Sanmina Corporation through its integrated manufacturing solutions worldwide integrated manufacturing solutions; parts, products and repairs; Provides logistics and after-market services. and components; Products and Services Operating Segments. Most of its customers are industrial; medical defense and aerospace; automobile communication networks; cloud solutions; clean technology; computing and storage; Original equipment manufacturers in the multimedia and oil and gas industries. Sanmina is from California; Headquartered in San Jose.

strong demand; strengthening existing projects and winning new projects; A pipeline of opportunities; important markets (industrial, medical, defense, automotive); some vertical integration in the supply chain; Global and operational influence of standardized equipment and standardized manufacturing processes are key differentiators of the business and lead to consistent margin expansion. Sanmina took advantage of the Government of India’s PLI scheme to set up in India (along with Reliance Industries).
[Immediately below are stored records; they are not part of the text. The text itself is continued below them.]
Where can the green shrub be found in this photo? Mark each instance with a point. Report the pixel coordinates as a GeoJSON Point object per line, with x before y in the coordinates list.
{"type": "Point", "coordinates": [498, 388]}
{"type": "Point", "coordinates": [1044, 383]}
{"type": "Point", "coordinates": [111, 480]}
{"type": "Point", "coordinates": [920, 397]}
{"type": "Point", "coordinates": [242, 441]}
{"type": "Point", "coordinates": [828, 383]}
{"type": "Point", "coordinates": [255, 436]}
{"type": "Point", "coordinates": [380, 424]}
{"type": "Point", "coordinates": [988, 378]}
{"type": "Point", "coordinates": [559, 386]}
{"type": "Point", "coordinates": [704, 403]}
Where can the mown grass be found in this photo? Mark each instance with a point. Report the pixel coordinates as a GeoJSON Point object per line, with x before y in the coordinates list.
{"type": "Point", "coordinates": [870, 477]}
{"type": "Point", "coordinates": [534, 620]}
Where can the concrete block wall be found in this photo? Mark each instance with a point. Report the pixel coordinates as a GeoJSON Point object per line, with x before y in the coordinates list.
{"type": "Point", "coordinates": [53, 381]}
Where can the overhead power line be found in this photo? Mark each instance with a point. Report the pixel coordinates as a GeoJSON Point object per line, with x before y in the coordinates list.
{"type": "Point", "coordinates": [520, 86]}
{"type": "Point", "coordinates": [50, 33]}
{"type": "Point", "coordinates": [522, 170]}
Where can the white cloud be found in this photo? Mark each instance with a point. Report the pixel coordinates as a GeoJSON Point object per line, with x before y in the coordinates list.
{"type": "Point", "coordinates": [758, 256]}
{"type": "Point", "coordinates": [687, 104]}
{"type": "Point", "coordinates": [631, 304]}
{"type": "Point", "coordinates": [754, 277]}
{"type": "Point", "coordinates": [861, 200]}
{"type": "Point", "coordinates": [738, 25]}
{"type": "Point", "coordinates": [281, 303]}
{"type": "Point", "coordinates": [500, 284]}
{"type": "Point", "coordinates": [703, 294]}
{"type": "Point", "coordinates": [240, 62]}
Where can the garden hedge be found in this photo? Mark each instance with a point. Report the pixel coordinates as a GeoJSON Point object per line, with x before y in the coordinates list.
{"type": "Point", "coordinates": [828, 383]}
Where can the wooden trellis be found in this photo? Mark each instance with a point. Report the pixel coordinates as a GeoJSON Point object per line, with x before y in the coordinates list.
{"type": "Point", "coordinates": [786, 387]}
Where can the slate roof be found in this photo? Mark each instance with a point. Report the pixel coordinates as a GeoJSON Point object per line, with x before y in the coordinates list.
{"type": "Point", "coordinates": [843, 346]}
The Zacks Consensus Estimate for the year ending September 2023 jumped 74 cents (15.2%).

In 13.0XP/E, The shares aren’t cheap relative to the industry, but considering their own trading volume over the past year, they’re not too cheap. The S&P 500 is trading at higher volume.

Plexus Corporation PLXS

Plexus is a healthcare/life sciences; Industry/Commercial; We provide EMS services to OEMs requiring mid-to-low volumes in the high-margin and high-growth segments of the aerospace/defense and telecommunications markets.

Plexus is currently offering new programs and opportunities; profit sharing; significant backlog and warehouse and factory automation; Vehicle electrification; We are currently seeing a strong demand environment due to participation in global growth markets such as the commercial space and robotic-assisted surgery. Successfully mitigating supply chain challenges that Plexus continues to see will help sales.

Share gains in the company’s semiconductors helped offset the tepid outlook of some players, with the net effect unlikely to be significant for Plexus. On the other hand, the fact that there are no operations in China is likely to be a positive given the recent US restrictions. Therefore, Management is very optimistic about the company’s growth prospects through 2023.

Analysts predict that this sentiment will be echoed. The Zacks Consensus Estimate for the fiscal year ending September 2023 has risen 49 cents (8.9%) over the last 30 days. The forecast for 2024 is up 41 cents (6.7%).

At 17.6XP/E; Shares are trading below the S&P 500 multiple and very close to their average value over the past year.